Originally posted to Instagram, March 11, 2018
When Jim Morrison sang of "Texas Radio and the Big Beat", he said it "comes out of the Virginia swamps, with a backbeat narrow and hard to master". I remember being very confused by that line, until I recently learned that it doesn't refer to Texas radio, but to the big beat... the blues that Jim would sneak out to listen to in the roadhouses and juke joints on the road that leads out of Alexandria, Virginia, where Jim lived as a teenager.

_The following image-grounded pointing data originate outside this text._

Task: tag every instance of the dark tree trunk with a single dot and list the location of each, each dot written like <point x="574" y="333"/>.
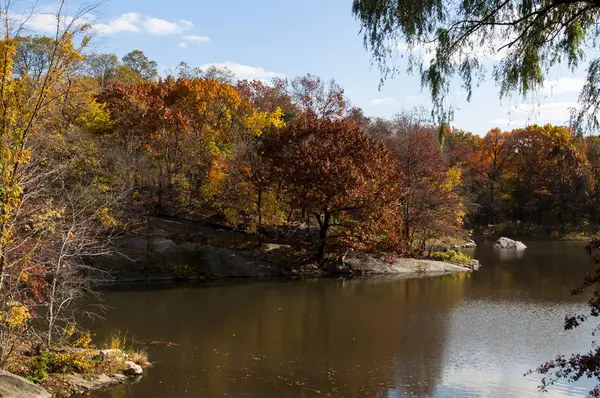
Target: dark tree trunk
<point x="324" y="227"/>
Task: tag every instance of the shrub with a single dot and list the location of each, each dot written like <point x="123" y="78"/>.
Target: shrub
<point x="48" y="361"/>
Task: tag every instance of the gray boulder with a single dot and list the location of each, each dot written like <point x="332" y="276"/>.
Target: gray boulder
<point x="13" y="386"/>
<point x="470" y="244"/>
<point x="132" y="369"/>
<point x="506" y="243"/>
<point x="111" y="355"/>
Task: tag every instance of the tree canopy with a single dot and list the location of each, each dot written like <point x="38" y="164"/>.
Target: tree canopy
<point x="525" y="37"/>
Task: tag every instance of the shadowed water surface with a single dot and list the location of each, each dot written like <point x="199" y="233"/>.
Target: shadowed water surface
<point x="455" y="335"/>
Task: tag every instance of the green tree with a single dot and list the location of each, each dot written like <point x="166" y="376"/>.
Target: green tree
<point x="529" y="36"/>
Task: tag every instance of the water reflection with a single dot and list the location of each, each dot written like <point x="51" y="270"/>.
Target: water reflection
<point x="454" y="335"/>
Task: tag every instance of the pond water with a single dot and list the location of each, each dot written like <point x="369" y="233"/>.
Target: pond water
<point x="455" y="335"/>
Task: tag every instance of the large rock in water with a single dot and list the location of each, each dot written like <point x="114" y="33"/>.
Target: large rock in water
<point x="13" y="386"/>
<point x="505" y="243"/>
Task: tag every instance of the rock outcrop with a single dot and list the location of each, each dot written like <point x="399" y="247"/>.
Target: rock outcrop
<point x="369" y="264"/>
<point x="13" y="386"/>
<point x="132" y="369"/>
<point x="506" y="243"/>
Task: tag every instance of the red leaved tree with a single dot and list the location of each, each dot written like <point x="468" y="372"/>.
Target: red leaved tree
<point x="340" y="175"/>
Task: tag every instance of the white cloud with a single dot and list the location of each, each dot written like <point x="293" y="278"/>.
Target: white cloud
<point x="45" y="23"/>
<point x="506" y="121"/>
<point x="557" y="112"/>
<point x="245" y="71"/>
<point x="128" y="22"/>
<point x="382" y="101"/>
<point x="196" y="39"/>
<point x="426" y="51"/>
<point x="563" y="85"/>
<point x="162" y="27"/>
<point x="530" y="113"/>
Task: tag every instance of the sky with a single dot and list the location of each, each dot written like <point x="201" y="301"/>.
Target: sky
<point x="262" y="39"/>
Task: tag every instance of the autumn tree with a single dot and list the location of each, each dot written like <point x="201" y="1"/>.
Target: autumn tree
<point x="138" y="62"/>
<point x="429" y="206"/>
<point x="102" y="67"/>
<point x="340" y="175"/>
<point x="315" y="98"/>
<point x="497" y="151"/>
<point x="554" y="191"/>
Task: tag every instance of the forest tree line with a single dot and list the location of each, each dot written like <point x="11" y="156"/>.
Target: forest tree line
<point x="93" y="145"/>
<point x="294" y="152"/>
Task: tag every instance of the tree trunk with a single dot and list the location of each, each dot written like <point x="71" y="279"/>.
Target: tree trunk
<point x="259" y="211"/>
<point x="324" y="227"/>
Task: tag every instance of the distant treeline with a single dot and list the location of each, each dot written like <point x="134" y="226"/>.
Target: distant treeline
<point x="284" y="154"/>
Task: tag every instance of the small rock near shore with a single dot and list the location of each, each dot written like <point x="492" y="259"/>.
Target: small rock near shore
<point x="470" y="244"/>
<point x="132" y="369"/>
<point x="506" y="243"/>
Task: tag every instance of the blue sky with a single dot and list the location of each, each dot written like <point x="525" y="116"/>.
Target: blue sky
<point x="266" y="38"/>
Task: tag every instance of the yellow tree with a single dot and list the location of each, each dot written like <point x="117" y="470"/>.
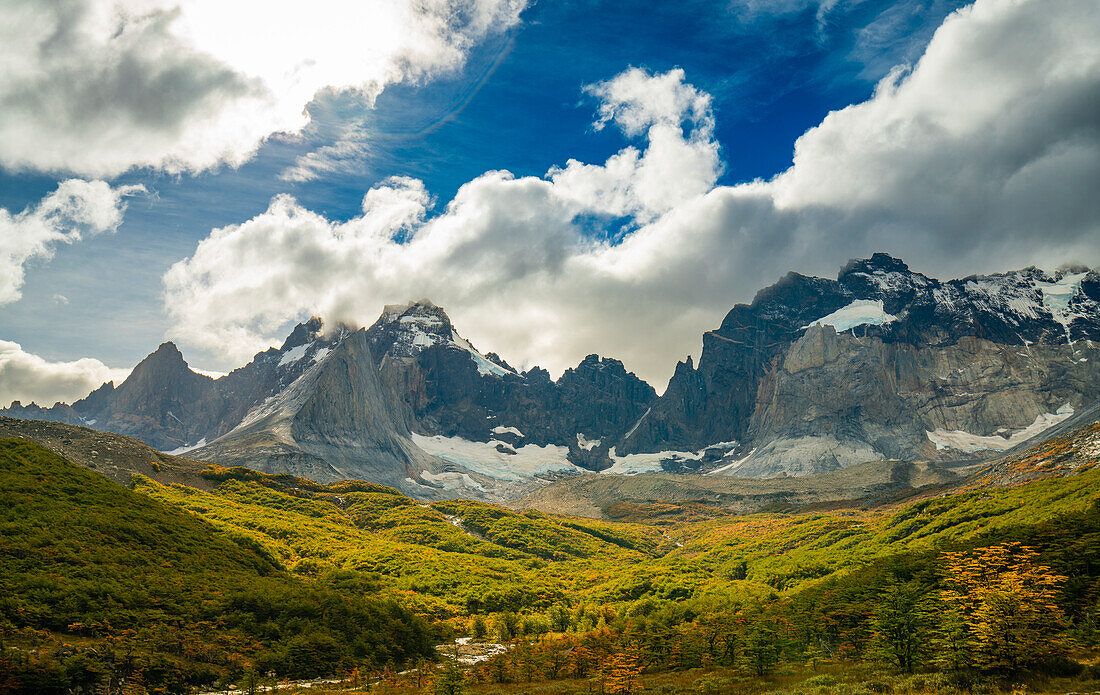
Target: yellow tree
<point x="1008" y="603"/>
<point x="623" y="673"/>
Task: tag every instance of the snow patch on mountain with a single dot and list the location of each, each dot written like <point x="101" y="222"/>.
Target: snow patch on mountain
<point x="965" y="441"/>
<point x="585" y="443"/>
<point x="859" y="312"/>
<point x="631" y="464"/>
<point x="1058" y="296"/>
<point x="484" y="458"/>
<point x="485" y="366"/>
<point x="451" y="481"/>
<point x="183" y="450"/>
<point x="730" y="467"/>
<point x="294" y="354"/>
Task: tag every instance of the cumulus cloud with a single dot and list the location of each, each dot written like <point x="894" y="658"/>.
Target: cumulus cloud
<point x="981" y="156"/>
<point x="77" y="208"/>
<point x="26" y="377"/>
<point x="97" y="87"/>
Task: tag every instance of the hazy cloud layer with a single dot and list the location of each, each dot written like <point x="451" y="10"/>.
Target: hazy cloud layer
<point x="985" y="155"/>
<point x="76" y="209"/>
<point x="28" y="377"/>
<point x="97" y="87"/>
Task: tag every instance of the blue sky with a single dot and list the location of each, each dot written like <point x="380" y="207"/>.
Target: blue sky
<point x="773" y="70"/>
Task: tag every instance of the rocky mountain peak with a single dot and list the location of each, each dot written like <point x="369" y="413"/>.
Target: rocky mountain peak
<point x="405" y="331"/>
<point x="165" y="362"/>
<point x="303" y="333"/>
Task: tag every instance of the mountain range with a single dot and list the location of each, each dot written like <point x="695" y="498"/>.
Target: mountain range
<point x="814" y="375"/>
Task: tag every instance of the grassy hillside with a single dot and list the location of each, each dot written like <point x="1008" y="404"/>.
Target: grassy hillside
<point x="274" y="572"/>
<point x="86" y="556"/>
<point x="448" y="558"/>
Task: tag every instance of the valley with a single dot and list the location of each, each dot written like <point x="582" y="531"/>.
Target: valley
<point x="800" y="510"/>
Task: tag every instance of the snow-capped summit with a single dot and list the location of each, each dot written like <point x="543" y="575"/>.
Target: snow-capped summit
<point x="405" y="331"/>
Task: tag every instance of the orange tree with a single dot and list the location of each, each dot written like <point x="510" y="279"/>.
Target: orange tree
<point x="1004" y="606"/>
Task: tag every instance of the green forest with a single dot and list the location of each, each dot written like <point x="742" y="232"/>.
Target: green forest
<point x="265" y="577"/>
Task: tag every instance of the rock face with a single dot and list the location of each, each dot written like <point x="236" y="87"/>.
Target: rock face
<point x="455" y="392"/>
<point x="814" y="375"/>
<point x="884" y="363"/>
<point x="333" y="421"/>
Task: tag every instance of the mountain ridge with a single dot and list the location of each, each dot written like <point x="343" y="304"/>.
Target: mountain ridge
<point x="813" y="375"/>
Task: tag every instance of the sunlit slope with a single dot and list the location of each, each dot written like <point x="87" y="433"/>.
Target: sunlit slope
<point x="451" y="556"/>
<point x="455" y="558"/>
<point x="80" y="553"/>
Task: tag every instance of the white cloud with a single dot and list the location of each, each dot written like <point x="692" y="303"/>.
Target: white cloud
<point x="28" y="377"/>
<point x="76" y="209"/>
<point x="97" y="87"/>
<point x="982" y="156"/>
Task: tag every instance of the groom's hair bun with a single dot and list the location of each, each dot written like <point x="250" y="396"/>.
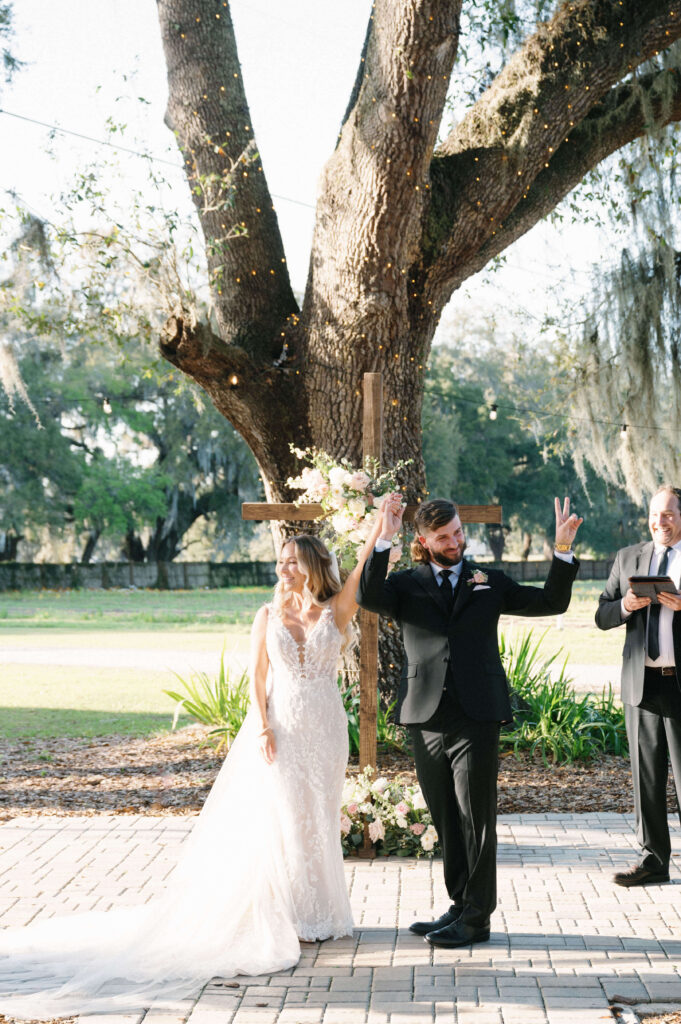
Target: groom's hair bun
<point x="431" y="515"/>
<point x="669" y="488"/>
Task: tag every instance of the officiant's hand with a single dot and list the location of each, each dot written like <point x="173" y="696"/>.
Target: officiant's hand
<point x="672" y="601"/>
<point x="566" y="524"/>
<point x="392" y="511"/>
<point x="632" y="602"/>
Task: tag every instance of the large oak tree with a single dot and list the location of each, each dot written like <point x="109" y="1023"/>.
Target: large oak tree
<point x="401" y="221"/>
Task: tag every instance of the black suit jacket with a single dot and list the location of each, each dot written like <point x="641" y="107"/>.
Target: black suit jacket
<point x="465" y="640"/>
<point x="632" y="561"/>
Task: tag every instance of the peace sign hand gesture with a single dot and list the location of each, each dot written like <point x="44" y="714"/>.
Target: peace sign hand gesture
<point x="566" y="524"/>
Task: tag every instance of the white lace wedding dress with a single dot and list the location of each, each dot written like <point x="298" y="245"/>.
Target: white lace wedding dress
<point x="261" y="869"/>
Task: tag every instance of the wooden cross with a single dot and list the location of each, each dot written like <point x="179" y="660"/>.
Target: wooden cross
<point x="372" y="446"/>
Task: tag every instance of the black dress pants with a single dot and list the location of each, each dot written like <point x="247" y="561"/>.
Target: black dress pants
<point x="653" y="730"/>
<point x="457" y="763"/>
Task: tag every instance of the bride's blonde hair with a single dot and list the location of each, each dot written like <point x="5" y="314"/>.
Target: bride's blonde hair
<point x="322" y="579"/>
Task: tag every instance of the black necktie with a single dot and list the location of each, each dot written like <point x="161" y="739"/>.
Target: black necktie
<point x="653" y="617"/>
<point x="445" y="587"/>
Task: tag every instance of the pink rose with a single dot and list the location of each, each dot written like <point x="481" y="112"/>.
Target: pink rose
<point x="376" y="830"/>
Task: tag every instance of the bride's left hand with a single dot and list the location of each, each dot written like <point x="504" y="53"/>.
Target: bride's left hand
<point x="267" y="744"/>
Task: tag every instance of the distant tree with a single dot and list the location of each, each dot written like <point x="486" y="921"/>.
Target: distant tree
<point x="519" y="460"/>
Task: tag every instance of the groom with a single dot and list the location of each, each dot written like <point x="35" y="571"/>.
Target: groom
<point x="454" y="693"/>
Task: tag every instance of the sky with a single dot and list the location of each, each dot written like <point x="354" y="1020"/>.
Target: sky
<point x="91" y="59"/>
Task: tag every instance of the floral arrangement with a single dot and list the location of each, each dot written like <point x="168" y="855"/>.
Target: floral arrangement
<point x="350" y="499"/>
<point x="478" y="578"/>
<point x="398" y="819"/>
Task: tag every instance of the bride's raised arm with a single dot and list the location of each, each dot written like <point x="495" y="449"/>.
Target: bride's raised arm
<point x="343" y="603"/>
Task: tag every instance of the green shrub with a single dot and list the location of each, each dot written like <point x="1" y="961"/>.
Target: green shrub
<point x="221" y="702"/>
<point x="550" y="717"/>
<point x="387" y="733"/>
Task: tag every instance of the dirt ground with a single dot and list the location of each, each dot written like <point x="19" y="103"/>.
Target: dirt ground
<point x="172" y="774"/>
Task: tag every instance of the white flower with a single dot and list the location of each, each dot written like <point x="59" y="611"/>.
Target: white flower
<point x="395" y="554"/>
<point x="428" y="839"/>
<point x="418" y="803"/>
<point x="342" y="522"/>
<point x="376" y="830"/>
<point x="313" y="479"/>
<point x="337" y="477"/>
<point x="356" y="507"/>
<point x="358" y="480"/>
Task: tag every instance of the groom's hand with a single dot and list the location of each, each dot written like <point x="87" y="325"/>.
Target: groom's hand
<point x="566" y="524"/>
<point x="392" y="511"/>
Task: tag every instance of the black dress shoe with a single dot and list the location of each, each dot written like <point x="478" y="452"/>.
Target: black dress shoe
<point x="640" y="876"/>
<point x="423" y="927"/>
<point x="458" y="934"/>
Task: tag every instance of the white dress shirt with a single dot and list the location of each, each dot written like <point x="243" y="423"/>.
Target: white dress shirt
<point x="666" y="614"/>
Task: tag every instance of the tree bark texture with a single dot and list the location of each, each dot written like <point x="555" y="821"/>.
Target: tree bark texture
<point x="399" y="223"/>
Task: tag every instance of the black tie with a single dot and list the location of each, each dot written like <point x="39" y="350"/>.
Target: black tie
<point x="653" y="617"/>
<point x="445" y="587"/>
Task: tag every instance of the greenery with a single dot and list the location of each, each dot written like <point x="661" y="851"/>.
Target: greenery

By the early 60s, many of the old bluesmen had moved up from the rural South to urban areas like Washington, DC and the surrounding counties. One of those was "Big Chief" Ellis, an Alabama native who had been a gambler in his younger years. Later in life, he settled down in the DC area and opened a liquor store. He continued sing and play piano, though, and recorded this album with guitarists Brownie McGhee, Tarheel Slim, and John Cephas in the 70s, after Jim Morrison and the younger generation of blues rockers had reignited interest in a style of music that had long been seen as old, rural, and terribly uncool. I'd like to think that as a teenager, Jim got a chance to listen to Chief play "Dices", a song no doubt inspired by his younger years as a gambler who couldn't resist the urge to risk his last dime.